Hossa and his teammates cooled off a bit in the final two games of a gruelling six-game, 11-day road trip. The Blackhawks had an eight-game winning streak halted, shut out by Anaheim and losing in a shootout to Los Angeles.
Even so, the Blackhawks are the buzz of Chicago with the Bulls off to a slow start and the Bears in a nosedive. The Blackhawks are 16-6-3, including 4-1-1 on the road swing, and Hossa has finally made his debut in a city clamouring for a champion.
“We’re talking already the Stanley Cup and it’s only November,” Hossa said in response to a question Monday. “But we are going in the right direction. …We have to go step-by-step. Use short steps and go from there.”

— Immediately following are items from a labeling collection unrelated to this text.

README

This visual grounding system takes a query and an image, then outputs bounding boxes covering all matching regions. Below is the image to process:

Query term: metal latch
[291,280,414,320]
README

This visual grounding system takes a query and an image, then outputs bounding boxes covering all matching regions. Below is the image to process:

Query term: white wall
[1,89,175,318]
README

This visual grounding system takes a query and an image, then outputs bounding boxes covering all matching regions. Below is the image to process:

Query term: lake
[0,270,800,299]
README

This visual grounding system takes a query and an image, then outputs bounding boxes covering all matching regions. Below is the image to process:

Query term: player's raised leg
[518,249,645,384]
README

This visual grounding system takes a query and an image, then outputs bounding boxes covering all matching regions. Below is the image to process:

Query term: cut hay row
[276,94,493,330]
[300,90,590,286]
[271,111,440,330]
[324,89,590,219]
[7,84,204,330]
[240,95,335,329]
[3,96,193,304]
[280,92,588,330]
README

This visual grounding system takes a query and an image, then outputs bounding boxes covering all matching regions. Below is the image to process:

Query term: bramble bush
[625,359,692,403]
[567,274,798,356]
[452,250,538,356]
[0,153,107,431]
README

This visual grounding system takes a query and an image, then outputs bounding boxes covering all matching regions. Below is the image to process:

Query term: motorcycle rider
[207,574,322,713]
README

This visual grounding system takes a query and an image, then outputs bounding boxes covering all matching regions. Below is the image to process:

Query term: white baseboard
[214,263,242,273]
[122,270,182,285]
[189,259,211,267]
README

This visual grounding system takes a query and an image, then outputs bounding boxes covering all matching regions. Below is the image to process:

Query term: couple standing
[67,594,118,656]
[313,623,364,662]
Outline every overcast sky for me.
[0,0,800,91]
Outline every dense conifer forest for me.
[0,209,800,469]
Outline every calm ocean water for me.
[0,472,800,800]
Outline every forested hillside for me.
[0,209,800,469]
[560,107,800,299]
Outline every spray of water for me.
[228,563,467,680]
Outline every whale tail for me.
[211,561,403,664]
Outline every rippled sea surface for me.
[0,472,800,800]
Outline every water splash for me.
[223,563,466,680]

Hossa said he’s still learning the offence under coach Joel Quenneville and working himself into game shape after missing training camp, the exhibition season and most of the first two months following shoulder surgery in July.
His linemates for most of his first three games were the young faces and 21-year-old stars of the Blackhawks, Jonathan Toews and Patrick Kane.
The trio, pictured together in front of the team’s media guide, won’t be on the same line Tuesday night when the Blackhawks meet Columbus and open up a stretch in which they play 8 of 10 games at home. Kane was moved to a line with Dustin Byfuglien and Kris Versteeg, while Patrick Sharp will team with Toews and Hossa.
It’s a move to get the offence going after scoring just one goal against Anaheim and Los Angeles, balance out the lines and allow Kane to go back to his more comfortable right wing spot. And, of course, Quenneville could change it back.
“It was fun while it lasted,” said Kane, who had moved to the left side with Hossa on the right. “We had some good shifts.”
Hossa had 40 goals last year with the Red Wings, but his arrival came after the Blackhawks dumped Martin Havlat, raising expectations.
Team captain Toews said he was surprised Hossa was so good right after coming back.
“I couldn’t have imagined he was going to be playing this well only three games back, when you are out for several months to start the season like that,” Toews said.
“We’re still feeling each other out that way, just getting to know each other. He’s got a long reach and you don’t have to give him the perfect pass. He’s going to get his stick on the puck and he’s got a great shot.”
Despite their stretch of winning hockey and the nine points garnered on the road trip, the Blackhawks were quick to point out Monday that their lead in the Central Division is not that large with Nashville, Detroit and Columbus all relatively close.
But home has been a big plus all season. The Blackhawks are 10-2 at the United Center, with a roaring crowd that Hossa remembers as one of the loudest in the NHL, especially last spring when he played against the Blackhawks in the conference finals with Detroit.
Quenneville acknowledged that the first game back home after a long road trip is often a tricky one. If the Blackhawks need an extra push in their first meeting with Columbus this season, it’s the opportunity to get Quenneville his 500th career coaching win.
Quenneville, who also has coached the Blues and Avalanche, took over after four games last season when Denis Savard was fired, and led the Blackhawks to the Western Conference finals.
“He’s pretty much turned the team around. He’s done a lot of good things,” Kane said.
Quenneville attributed his victory total in part to simple longevity.
“I’ve been around for a while. It’s been a fun situation to be part of where we’re at right now,” Quenneville said. “I’ve been in some real good spots and real good teams. … I’m just worried about winning the next one. It would be a nice number.”